資産運用の選択肢として、以下のようなものもあります。
3.1 ①全世界株式インデックスファンド
日本・米国・欧州・新興国など世界約50カ国の株式に一度に分散投資できます。
「一本で世界中に投資」できるシンプルさが初心者にも人気な傾向にあります。
3.2 ② 米国S&P500連動型ファンド
AppleやMicrosoftなど米国を代表する500社に連動するファンドです。
米国経済の成長を取り込める点が強みです。
もちろん、上記のようなファンド以外にも、日本株に連動するファンドや、債券を組み入れたバランス型のファンドなど、さまざまな選択肢があります。
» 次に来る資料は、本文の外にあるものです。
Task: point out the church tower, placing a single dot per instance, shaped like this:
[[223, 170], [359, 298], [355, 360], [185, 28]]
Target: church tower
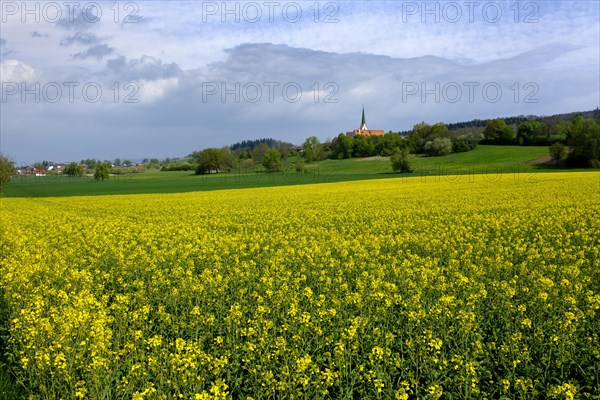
[[363, 124]]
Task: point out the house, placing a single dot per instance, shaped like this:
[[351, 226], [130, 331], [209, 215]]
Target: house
[[364, 130]]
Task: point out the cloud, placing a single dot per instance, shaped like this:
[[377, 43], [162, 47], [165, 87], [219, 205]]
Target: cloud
[[175, 60], [4, 51], [151, 91], [75, 21], [98, 52], [84, 38], [146, 68], [16, 71]]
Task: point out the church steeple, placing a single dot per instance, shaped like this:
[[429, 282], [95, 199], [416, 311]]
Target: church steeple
[[363, 124]]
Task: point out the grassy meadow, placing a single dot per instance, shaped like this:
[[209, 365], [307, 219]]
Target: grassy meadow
[[460, 287], [491, 160]]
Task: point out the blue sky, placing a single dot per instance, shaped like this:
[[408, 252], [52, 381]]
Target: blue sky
[[158, 79]]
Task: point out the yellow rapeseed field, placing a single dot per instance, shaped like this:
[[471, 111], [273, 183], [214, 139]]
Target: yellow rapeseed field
[[465, 287]]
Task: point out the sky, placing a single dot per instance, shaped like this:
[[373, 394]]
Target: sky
[[135, 79]]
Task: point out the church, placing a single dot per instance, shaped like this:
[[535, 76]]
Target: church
[[364, 130]]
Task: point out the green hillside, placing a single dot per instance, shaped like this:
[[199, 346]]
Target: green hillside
[[484, 159]]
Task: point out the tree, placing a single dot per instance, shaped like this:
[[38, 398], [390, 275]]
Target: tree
[[7, 169], [423, 133], [496, 131], [362, 146], [400, 161], [439, 146], [258, 152], [342, 146], [227, 159], [529, 131], [312, 149], [391, 143], [102, 171], [558, 152], [73, 169], [583, 137], [207, 160], [272, 160]]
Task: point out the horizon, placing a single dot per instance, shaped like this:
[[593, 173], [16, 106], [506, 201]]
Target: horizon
[[136, 80]]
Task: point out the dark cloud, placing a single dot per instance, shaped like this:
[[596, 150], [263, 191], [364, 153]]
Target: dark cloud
[[84, 38], [98, 52]]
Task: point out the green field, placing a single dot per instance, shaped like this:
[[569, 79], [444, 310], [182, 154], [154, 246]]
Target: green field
[[484, 159]]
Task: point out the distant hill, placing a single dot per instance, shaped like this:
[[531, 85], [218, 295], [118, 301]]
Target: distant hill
[[251, 144], [548, 120]]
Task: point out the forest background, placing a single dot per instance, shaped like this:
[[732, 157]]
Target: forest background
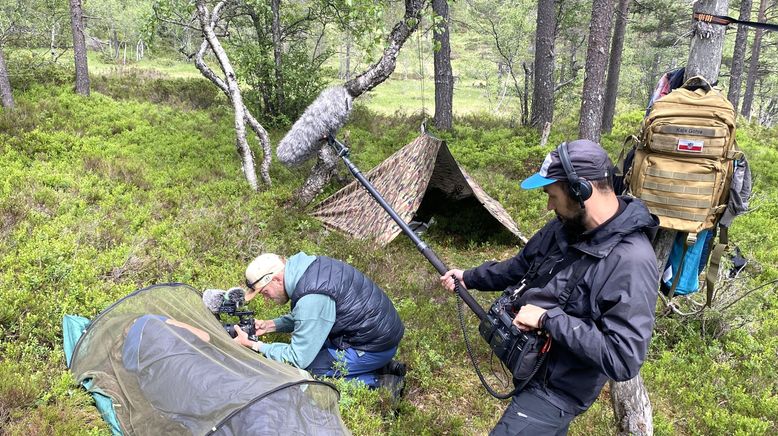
[[139, 183]]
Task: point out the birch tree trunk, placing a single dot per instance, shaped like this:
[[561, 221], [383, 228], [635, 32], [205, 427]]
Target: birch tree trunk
[[6, 95], [79, 47], [705, 52], [596, 61], [543, 89], [444, 79], [207, 23], [614, 65], [383, 68], [275, 6], [322, 171], [739, 56], [753, 65]]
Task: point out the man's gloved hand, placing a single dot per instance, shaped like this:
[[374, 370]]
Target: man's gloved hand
[[447, 279], [529, 317], [242, 337]]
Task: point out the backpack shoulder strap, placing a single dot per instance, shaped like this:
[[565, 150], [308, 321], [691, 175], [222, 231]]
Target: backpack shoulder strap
[[583, 264]]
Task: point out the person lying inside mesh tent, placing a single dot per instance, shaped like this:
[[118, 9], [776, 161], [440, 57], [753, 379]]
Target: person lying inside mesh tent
[[187, 383], [342, 323]]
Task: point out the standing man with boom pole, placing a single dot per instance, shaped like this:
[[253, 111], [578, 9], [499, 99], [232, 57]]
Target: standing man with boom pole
[[597, 251]]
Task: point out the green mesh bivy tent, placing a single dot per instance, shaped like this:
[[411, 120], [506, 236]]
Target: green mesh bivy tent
[[151, 376], [420, 180]]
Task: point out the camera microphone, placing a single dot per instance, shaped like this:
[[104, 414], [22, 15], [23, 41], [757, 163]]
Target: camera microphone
[[213, 299], [326, 114]]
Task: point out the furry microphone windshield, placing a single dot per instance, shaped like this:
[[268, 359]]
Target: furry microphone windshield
[[327, 113]]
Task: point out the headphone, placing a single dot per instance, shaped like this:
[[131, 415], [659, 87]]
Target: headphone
[[580, 189]]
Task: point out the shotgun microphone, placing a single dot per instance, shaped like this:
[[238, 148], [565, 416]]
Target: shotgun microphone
[[326, 114]]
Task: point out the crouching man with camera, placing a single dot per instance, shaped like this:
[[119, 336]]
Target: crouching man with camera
[[588, 279], [342, 324]]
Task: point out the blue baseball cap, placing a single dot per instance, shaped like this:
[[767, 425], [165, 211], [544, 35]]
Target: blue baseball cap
[[589, 160]]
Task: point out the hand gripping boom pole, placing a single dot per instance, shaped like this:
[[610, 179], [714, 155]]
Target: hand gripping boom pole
[[342, 152]]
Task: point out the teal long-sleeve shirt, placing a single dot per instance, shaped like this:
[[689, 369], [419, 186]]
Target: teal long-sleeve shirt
[[310, 322]]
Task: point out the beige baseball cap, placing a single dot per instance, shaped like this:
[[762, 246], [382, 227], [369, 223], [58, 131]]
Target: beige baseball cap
[[262, 269]]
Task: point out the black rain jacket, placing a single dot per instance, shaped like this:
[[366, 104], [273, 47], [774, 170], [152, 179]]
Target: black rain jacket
[[604, 330]]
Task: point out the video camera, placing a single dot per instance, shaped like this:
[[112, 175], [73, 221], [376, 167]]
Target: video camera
[[232, 305]]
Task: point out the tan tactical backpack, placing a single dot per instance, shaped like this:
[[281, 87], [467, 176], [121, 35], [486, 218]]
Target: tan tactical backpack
[[684, 157]]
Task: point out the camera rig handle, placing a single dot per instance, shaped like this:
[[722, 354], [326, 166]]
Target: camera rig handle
[[342, 151]]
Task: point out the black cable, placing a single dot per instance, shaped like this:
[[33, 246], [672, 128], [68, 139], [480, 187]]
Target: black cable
[[487, 386]]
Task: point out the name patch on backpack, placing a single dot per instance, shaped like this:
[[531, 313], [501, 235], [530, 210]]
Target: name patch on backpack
[[690, 145], [674, 129]]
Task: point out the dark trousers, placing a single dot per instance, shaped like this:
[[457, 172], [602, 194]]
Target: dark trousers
[[531, 415]]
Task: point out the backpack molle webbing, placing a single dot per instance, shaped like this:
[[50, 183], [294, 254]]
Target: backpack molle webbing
[[684, 160]]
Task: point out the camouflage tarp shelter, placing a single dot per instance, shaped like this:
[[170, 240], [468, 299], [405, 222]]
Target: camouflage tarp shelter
[[419, 180], [150, 377]]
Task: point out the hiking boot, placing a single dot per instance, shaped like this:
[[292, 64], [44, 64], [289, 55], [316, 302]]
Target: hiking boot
[[395, 384], [394, 367]]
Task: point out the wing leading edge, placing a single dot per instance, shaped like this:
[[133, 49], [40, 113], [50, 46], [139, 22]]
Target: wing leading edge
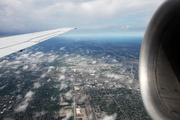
[[13, 44]]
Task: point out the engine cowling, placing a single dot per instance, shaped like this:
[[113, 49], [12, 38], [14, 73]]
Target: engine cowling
[[159, 65]]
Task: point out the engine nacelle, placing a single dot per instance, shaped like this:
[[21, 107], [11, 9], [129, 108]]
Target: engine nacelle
[[159, 65]]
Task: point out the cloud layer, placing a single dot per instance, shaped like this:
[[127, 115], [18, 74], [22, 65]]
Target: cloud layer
[[34, 15]]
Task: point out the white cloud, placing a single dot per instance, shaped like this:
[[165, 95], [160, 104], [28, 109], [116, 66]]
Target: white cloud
[[63, 85], [38, 114], [25, 67], [36, 85], [83, 98], [87, 13], [68, 95], [48, 80], [43, 75], [68, 115], [109, 75], [94, 62], [23, 105], [2, 87], [50, 69], [112, 117], [62, 77]]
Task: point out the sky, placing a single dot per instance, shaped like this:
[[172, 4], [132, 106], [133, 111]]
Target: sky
[[91, 17]]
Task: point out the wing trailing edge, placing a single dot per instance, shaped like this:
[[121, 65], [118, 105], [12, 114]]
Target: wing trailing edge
[[16, 43]]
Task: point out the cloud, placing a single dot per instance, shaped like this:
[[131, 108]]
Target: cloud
[[112, 76], [50, 69], [112, 117], [2, 87], [38, 114], [68, 115], [62, 77], [25, 67], [36, 15], [63, 85], [23, 105], [48, 80], [68, 95], [83, 98], [36, 85], [43, 75]]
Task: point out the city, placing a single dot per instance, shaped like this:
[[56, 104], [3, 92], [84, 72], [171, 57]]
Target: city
[[73, 79]]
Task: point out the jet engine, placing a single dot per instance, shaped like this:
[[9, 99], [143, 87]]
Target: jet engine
[[159, 65]]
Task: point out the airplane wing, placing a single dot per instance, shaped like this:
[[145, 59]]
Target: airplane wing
[[13, 44]]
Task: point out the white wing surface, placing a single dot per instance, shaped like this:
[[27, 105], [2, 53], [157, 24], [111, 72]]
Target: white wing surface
[[13, 44]]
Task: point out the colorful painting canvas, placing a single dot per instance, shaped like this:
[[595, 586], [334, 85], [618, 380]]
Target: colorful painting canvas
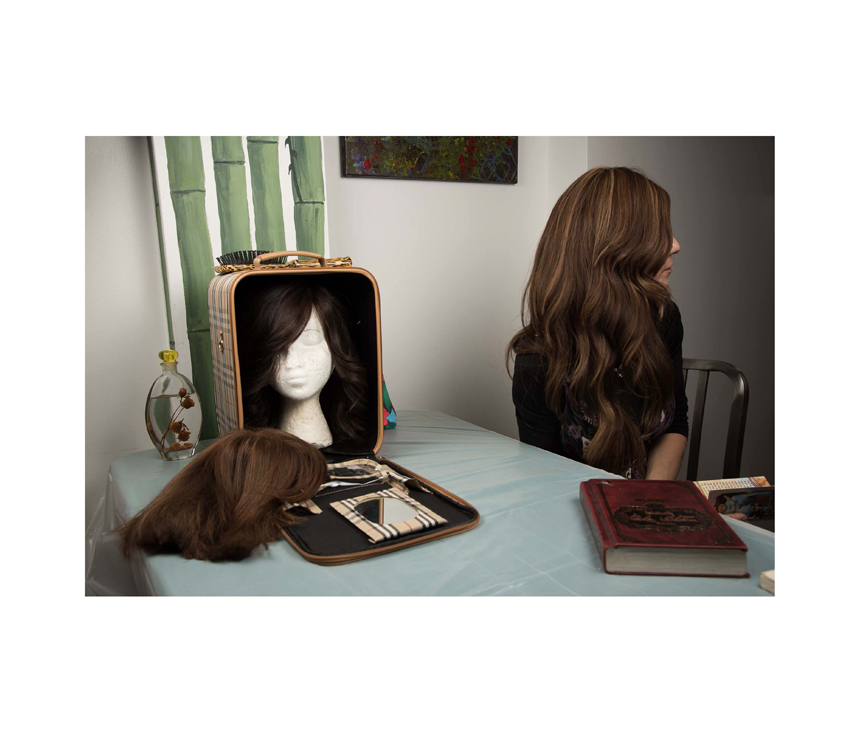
[[462, 159]]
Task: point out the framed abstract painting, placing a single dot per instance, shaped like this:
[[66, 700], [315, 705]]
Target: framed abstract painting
[[460, 159]]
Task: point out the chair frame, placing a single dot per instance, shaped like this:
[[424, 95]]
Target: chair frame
[[737, 416]]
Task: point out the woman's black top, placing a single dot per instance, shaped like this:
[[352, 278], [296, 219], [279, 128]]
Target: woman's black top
[[570, 434]]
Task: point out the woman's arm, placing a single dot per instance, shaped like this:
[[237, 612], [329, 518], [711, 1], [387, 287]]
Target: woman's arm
[[665, 457], [537, 424]]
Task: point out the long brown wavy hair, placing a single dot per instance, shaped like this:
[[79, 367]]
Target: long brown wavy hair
[[591, 307], [230, 498], [271, 320]]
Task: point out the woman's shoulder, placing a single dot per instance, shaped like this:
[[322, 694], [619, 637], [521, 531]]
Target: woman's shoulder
[[671, 321], [529, 364]]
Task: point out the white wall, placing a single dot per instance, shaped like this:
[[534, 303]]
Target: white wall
[[125, 305], [721, 189], [451, 260]]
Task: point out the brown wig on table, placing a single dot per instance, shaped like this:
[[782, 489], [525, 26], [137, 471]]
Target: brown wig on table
[[268, 323], [230, 498], [592, 305]]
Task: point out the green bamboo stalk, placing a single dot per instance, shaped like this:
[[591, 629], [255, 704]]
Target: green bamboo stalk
[[186, 181], [265, 185], [161, 247], [231, 189], [308, 192]]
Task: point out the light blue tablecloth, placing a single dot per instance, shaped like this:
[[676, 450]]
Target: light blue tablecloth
[[532, 539]]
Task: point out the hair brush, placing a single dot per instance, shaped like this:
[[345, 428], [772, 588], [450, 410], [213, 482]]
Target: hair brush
[[246, 258]]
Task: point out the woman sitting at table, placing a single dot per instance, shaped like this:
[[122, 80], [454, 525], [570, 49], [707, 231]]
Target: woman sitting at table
[[598, 363]]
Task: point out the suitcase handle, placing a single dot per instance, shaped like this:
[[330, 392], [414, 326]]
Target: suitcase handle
[[275, 254]]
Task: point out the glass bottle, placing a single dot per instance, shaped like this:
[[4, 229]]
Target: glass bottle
[[173, 411]]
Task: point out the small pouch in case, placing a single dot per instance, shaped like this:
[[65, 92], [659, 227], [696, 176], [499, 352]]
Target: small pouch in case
[[387, 514]]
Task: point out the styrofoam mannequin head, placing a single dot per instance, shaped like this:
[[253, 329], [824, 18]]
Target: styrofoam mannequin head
[[303, 371]]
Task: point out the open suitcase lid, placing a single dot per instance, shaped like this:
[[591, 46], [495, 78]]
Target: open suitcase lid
[[358, 290]]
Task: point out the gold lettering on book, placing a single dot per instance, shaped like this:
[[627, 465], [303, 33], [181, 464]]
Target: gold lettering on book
[[655, 516]]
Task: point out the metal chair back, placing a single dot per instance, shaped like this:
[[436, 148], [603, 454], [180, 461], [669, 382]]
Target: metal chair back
[[737, 415]]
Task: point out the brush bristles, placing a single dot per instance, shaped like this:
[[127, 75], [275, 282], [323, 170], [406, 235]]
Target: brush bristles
[[242, 258]]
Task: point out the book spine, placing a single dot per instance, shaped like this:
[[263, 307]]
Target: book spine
[[593, 521]]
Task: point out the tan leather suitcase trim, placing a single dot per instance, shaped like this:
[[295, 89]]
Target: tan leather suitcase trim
[[343, 558]]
ご自身のリスク許容度や、投資方針などに応じて投資先を検討することが大切です。
なお、ファンドを選ぶ際は信託報酬(コスト)の低さを重視するとよいでしょう。
年0.1%以下の低コストファンドも多数登場しており、長期では運用コストの差が最終リターンに大きく影響することが考えられます。
4. まとめにかえて
月3万円を20年間、銀行預金(普通預金金利0.3%のケース)に預け続けた場合の最終資産は約742万円(税引前)。
一方、同じ金額を新NISAで年利5%で積み立てた場合は約1217万円と、その差は475万円にもなります。
この差を生み出すのが「複利効果」と「非課税」という2つの力です。
時間をかけるほど差は広がる傾向にあり、20年という期間が複利の効果を最大限に引き出すことが期待できます。
もちろん、投資には元本割れのリスクがあり、将来の利回りを保証するものではありません。
ただ、インフレが続く今「預けておけば安心」という発想だけでは、お金の実質的な価値が目減りするリスクも忘れてはならないでしょう。
家計やライフスタイルに合った方法で、老後に向けた資産形成について考えてみてはいかがでしょうか。